Our reference condition is the middle of the Fahrenheit scale of 0-100, 50 degrees Fahrenheit, 10C temperature for RPM 2643 at 27 throttle points in the -100-to-100 points scale of the 1000us-2000us PWM signal range. Weather temperature and pressure can change air density from normal conditions by 11%. For example, a typical winter temperature weekly low of -10C produces air density 293.0/(293-20-10)=1.11 times the reference air density around Boston suburbs.  Barometric pressure generally does not affect air density as much as temperature; for example, a 13% pressure change from 30 inHg to anything below 26 inHg would approach world records for the eyes of an intense cyclone. On the other hand, locale consideration for elevation, many cities above the elevation of 3000 feet, such as Tucson, northeast of Los Angeles County, El Paso, Denver, can reduce air pressure by 11% by altitude. However, the simple square relation doesn't consider turbulence effects with Reynold's number, and the simple square relation consistent for both drag and lift in response to blade speed change would contradict the deviation of Cl/Cd ratio curves when Reynold's number changes. The effect of blade speed is more powerful than the second power proportion because the higher the blade speed, the higher Reynold's number and the higher the Cl/Cd ratio. So, we will use a spreadsheet table on the right for RPM adjustment, approximating the blade speed effect to the 2.5th power.

IoT Video Monitoring

The AIY Vision kit with Raspberrypi image aiyprojects-2021-04-02.img allows setting up Raspberry Pi without any HDMI monitor or FTDI terminal connection. Instead, an Android app Google AIY Projects gives your WIFI hotspot's password to the Raspberry Pi with Vision Bonnet board, as shown in the following screenshots.
Once the Raspberry Pi Linux system receives the WIFI password, it connects to the WIFI hotspot that assigns a DHCP IP address to the Linux system. From then on, the Raspberry Pi Linux system's pre-running SSH server accepts connection from any computer on the WIFI network.

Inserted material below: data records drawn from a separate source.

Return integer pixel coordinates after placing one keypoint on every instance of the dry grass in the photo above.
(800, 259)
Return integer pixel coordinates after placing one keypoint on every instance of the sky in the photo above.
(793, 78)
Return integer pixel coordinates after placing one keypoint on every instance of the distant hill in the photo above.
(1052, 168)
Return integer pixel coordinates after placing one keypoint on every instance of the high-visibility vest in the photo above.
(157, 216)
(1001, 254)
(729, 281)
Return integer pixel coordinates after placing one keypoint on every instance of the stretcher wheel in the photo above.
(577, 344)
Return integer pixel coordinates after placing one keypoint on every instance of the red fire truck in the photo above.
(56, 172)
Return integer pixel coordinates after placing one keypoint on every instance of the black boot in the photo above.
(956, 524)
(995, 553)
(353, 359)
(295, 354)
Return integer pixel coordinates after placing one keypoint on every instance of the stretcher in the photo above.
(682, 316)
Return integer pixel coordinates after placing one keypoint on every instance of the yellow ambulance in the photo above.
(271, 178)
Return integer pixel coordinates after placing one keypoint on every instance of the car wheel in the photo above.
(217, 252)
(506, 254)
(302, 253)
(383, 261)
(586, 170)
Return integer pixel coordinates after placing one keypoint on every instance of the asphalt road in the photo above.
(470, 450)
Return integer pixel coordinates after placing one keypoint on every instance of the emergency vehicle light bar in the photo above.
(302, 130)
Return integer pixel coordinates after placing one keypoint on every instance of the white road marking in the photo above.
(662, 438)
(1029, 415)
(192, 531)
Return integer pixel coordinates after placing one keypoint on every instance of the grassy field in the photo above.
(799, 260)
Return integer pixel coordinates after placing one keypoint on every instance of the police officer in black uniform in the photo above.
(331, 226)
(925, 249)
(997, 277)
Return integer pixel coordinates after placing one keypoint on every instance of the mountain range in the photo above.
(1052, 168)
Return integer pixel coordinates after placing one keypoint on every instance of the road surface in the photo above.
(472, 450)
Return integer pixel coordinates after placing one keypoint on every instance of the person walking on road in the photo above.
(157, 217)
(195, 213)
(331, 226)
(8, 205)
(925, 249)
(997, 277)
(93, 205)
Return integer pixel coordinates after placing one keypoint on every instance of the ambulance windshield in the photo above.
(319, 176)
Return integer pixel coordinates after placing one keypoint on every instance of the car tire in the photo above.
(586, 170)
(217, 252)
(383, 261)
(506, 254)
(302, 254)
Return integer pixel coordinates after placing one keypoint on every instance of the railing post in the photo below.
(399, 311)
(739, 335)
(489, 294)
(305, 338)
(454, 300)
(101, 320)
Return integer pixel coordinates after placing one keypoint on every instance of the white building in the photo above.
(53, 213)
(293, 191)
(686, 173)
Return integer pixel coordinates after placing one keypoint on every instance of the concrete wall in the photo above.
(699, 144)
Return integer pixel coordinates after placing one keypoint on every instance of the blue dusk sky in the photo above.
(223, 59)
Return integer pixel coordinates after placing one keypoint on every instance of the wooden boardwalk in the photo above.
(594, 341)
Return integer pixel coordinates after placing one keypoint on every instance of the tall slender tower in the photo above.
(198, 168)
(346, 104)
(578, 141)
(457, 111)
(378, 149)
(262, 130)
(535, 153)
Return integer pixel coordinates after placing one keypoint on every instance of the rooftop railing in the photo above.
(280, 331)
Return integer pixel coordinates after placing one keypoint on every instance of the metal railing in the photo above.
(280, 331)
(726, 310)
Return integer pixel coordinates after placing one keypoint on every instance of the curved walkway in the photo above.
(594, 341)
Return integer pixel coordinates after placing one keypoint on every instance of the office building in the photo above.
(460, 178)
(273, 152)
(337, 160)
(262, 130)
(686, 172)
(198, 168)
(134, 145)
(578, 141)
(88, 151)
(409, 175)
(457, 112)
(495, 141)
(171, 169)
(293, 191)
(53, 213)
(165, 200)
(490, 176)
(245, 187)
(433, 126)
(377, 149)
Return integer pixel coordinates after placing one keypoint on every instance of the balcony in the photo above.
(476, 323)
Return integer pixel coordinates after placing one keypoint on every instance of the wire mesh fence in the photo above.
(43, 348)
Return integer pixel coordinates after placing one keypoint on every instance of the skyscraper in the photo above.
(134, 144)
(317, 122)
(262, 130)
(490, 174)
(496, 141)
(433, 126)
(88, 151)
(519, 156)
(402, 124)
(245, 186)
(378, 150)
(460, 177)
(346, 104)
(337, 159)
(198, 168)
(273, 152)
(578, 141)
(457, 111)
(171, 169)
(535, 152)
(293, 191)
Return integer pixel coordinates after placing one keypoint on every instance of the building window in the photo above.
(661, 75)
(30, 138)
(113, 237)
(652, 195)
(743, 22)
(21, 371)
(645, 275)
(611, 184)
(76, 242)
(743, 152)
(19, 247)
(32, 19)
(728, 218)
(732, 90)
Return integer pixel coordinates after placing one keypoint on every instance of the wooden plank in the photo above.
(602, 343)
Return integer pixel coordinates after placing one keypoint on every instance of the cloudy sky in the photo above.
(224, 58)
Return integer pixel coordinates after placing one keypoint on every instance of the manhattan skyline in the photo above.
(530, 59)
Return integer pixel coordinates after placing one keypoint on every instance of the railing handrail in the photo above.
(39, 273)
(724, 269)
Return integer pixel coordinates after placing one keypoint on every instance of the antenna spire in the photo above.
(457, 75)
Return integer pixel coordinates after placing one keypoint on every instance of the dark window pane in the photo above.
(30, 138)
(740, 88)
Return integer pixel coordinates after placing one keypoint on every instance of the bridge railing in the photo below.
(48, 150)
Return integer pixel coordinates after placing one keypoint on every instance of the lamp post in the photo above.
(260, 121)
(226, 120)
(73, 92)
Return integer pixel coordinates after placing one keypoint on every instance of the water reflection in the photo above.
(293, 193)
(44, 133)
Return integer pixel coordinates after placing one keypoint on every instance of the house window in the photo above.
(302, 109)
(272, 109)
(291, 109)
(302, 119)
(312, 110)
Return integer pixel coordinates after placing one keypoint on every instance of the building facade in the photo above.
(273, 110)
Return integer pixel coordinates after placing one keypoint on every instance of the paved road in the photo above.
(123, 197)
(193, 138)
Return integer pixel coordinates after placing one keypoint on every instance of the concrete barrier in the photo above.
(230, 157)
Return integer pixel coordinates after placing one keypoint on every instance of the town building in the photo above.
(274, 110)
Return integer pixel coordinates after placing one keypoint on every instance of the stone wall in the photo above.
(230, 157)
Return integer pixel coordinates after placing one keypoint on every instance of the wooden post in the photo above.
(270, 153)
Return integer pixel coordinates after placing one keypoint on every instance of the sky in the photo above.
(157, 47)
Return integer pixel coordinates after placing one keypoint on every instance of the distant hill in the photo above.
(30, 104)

Raw video transmission data has too much delay and is impractical. Instead, the H264 compression is a good balance between processing delay and transmission delay. The setup in the craft follows (the AIY Linux system image has a default video transmission service, "joy_detection_demo", incompatible with the 1.6-gram, 160-degree FOV camera and needs to be disabled). 
pi@raspberrypi:~$ sudo apt install gstreamer1.0-tools
pi@raspberrypi:~$ sudo systemctl disable joy_detection_demo
pi@raspberrypi:~$ cat .bash_profile
sh /home/pi/stream.sh
pi@raspberrypi:~$ cat /home/pi/stream.sh
raspivid -t 0 -rot 180 -b 1700000 -w 640 -h 360 -o - | gst-launch-1.0 -v fdsrc ! 'video/x-h264,width=640,height=360' ! h264parse ! queue ! rtph264pay config-interval=1 pt=96 ! gdppay ! udpsink host = 192.168.1.1 port=9000
pi@raspberrypi:~$
The App in Android is Raspberry Pi Camera Viewer by BigDotSoftware. Above is the setup, with the Android phone as the WiFi hotspot, itself at IP address 192.168.1.1, as the example, which is the target of h264 video streaming.
The Viewer app must start receiving the video data stream before the video transmission starts because the app can not decode the video data stream in the middle. In the video, the Viewer app starts at 0:02, and you can hear the craft powering up at 0:04 with ESC's beeping sequence. The receiving of the video data stream starts at 0:09 before video data transmission starts at 0:48. 
This video also reveals the landing process with a line of sight, heading away from the pilot while descending.